2. Acuh tak acuh terhadap pendidikan agama dan moral
Sikap apatis yang muncul dari anak terhadap pentingnya memelajari hal-hal yang berkaitan dengan pendidikan agama dan moral dapat menjadi salah satu alasan timbulnya sifat suka membully. Jika kita mencoba mengintegrasikan dengan realita yang terjadi saat ini. Kebanyakan pendidikan agama cenderung kerap dinomor duakan. Mengapa demikian? Anak-anak  kerap hanya diarahkan dan serahkan urusan pendidikan agama dan moralnya  hanya kepada guru agama tanpa orang tua memberikan pemahaman sederhana terhadap rambu-rambu sederhana dalam berperilaku sehari-hari  sesuai dengan pemahaman agama. Jika hal tersebut sering terjadi, dapat dipastikan pemahaman anak dalam hal berperilaku yang baik sesuai aturan dalam agama justru tak seimbang dengan tuntutan orang tua yang menginginkan anaknya pintar dalam bermatematika, pintar dalam berpidato, pintar dalam bersastra, pintar dalam berbahasa Inggris, pintar dalam bernyanyi, berprestasi dalam olahraga dan lain sebagainya.

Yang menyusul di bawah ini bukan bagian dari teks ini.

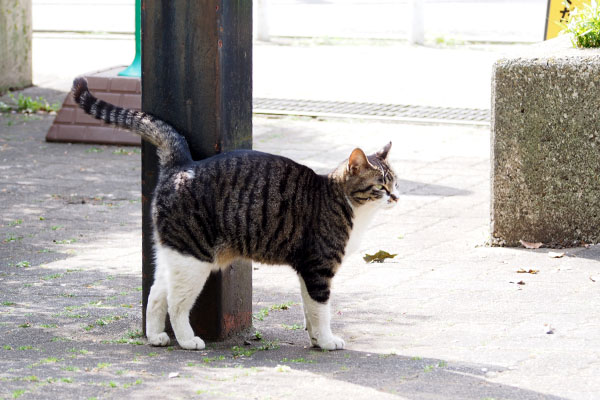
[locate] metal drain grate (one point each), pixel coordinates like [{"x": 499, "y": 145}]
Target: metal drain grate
[{"x": 394, "y": 112}]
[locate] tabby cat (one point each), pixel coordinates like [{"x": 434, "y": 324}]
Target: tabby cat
[{"x": 251, "y": 205}]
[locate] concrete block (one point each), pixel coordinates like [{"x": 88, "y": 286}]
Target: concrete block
[
  {"x": 15, "y": 44},
  {"x": 546, "y": 146}
]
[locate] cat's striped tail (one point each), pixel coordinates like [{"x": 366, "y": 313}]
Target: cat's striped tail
[{"x": 172, "y": 148}]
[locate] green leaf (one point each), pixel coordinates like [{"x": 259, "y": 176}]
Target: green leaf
[{"x": 380, "y": 256}]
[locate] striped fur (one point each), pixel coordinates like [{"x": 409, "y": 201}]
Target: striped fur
[
  {"x": 172, "y": 148},
  {"x": 251, "y": 205}
]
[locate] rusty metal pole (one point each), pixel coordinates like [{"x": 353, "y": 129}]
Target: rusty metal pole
[{"x": 197, "y": 76}]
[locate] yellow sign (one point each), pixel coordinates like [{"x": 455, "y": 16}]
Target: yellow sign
[{"x": 558, "y": 12}]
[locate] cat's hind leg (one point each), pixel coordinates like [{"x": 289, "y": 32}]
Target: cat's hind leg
[
  {"x": 156, "y": 310},
  {"x": 186, "y": 278},
  {"x": 317, "y": 312}
]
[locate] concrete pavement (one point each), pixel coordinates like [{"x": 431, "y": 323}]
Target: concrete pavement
[{"x": 448, "y": 318}]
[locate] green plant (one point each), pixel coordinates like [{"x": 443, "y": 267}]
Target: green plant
[
  {"x": 584, "y": 25},
  {"x": 27, "y": 105},
  {"x": 23, "y": 264}
]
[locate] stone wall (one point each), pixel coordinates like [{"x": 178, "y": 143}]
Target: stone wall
[
  {"x": 546, "y": 146},
  {"x": 15, "y": 44}
]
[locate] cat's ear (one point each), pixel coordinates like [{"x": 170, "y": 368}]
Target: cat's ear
[
  {"x": 383, "y": 152},
  {"x": 358, "y": 161}
]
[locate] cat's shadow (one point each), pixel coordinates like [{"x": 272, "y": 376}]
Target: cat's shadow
[
  {"x": 408, "y": 377},
  {"x": 414, "y": 188}
]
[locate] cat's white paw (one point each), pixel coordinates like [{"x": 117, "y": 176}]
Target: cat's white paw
[
  {"x": 330, "y": 343},
  {"x": 194, "y": 343},
  {"x": 162, "y": 339}
]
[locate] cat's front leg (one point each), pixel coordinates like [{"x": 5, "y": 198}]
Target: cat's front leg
[{"x": 317, "y": 312}]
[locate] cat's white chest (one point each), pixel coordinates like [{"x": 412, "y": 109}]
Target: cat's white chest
[{"x": 363, "y": 216}]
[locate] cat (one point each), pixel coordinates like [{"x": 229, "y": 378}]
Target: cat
[{"x": 252, "y": 205}]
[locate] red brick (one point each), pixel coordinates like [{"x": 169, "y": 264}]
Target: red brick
[
  {"x": 65, "y": 116},
  {"x": 132, "y": 101},
  {"x": 122, "y": 84},
  {"x": 82, "y": 118},
  {"x": 98, "y": 83}
]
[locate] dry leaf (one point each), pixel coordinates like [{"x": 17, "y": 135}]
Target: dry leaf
[
  {"x": 529, "y": 245},
  {"x": 378, "y": 257},
  {"x": 531, "y": 271}
]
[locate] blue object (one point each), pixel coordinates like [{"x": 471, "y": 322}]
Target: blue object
[{"x": 135, "y": 69}]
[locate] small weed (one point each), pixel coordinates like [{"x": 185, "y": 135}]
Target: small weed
[
  {"x": 23, "y": 264},
  {"x": 27, "y": 105},
  {"x": 18, "y": 393},
  {"x": 53, "y": 276},
  {"x": 208, "y": 360},
  {"x": 298, "y": 360},
  {"x": 82, "y": 351},
  {"x": 65, "y": 241},
  {"x": 124, "y": 152},
  {"x": 12, "y": 238},
  {"x": 282, "y": 306},
  {"x": 268, "y": 345},
  {"x": 584, "y": 25},
  {"x": 292, "y": 327},
  {"x": 135, "y": 334},
  {"x": 60, "y": 339},
  {"x": 264, "y": 312},
  {"x": 240, "y": 351}
]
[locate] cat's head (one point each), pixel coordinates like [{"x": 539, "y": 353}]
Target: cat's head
[{"x": 370, "y": 180}]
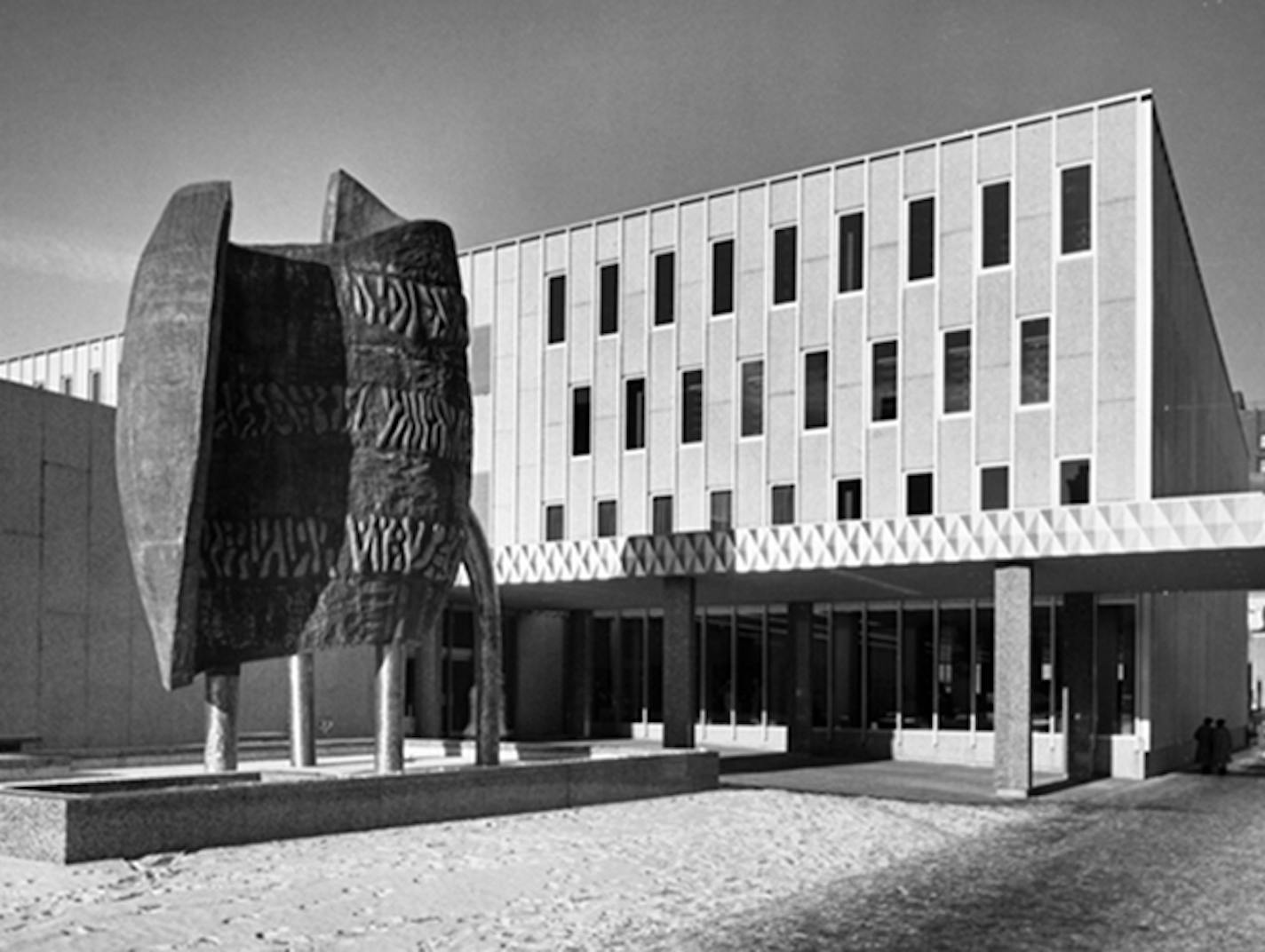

3. Dampak dari perkembangan dunia digital
Alasan yang ketiga nampaknya sungguh  tak dapat dikesampingkan. Hal tersebut bukan tanpa alasan, anak-anak usia sekolah saat ini memang sudah terbiasa bercengkrama dengan apa yang dinamakan gadget atau gawai. Mulai dari keperluan untuk belajar, keperluan agar dapat digunakan untuk menelepon orang tua di rumah agar dijemput saat pulang sekolah, fasilitas hiburan, bermain video game, dan aktivitas lainnya semua telah dilakukan hanya dengan menggunakan gadget atau gawai. Maka dari itu anak-anak usia sekolah yang gemar menikmati tayangan-tayangan dari ragam platform media sosial akan terbiasa menyaksikan konten-konten berbau kekerasan, vulgar, anarkis, bully, tayangan psikopat, hingga rela berlangganan paket-paket premium agar bisa menyaksikan tayangan streaming terhadap film-film yang seharusnya belum layak mereka tonton.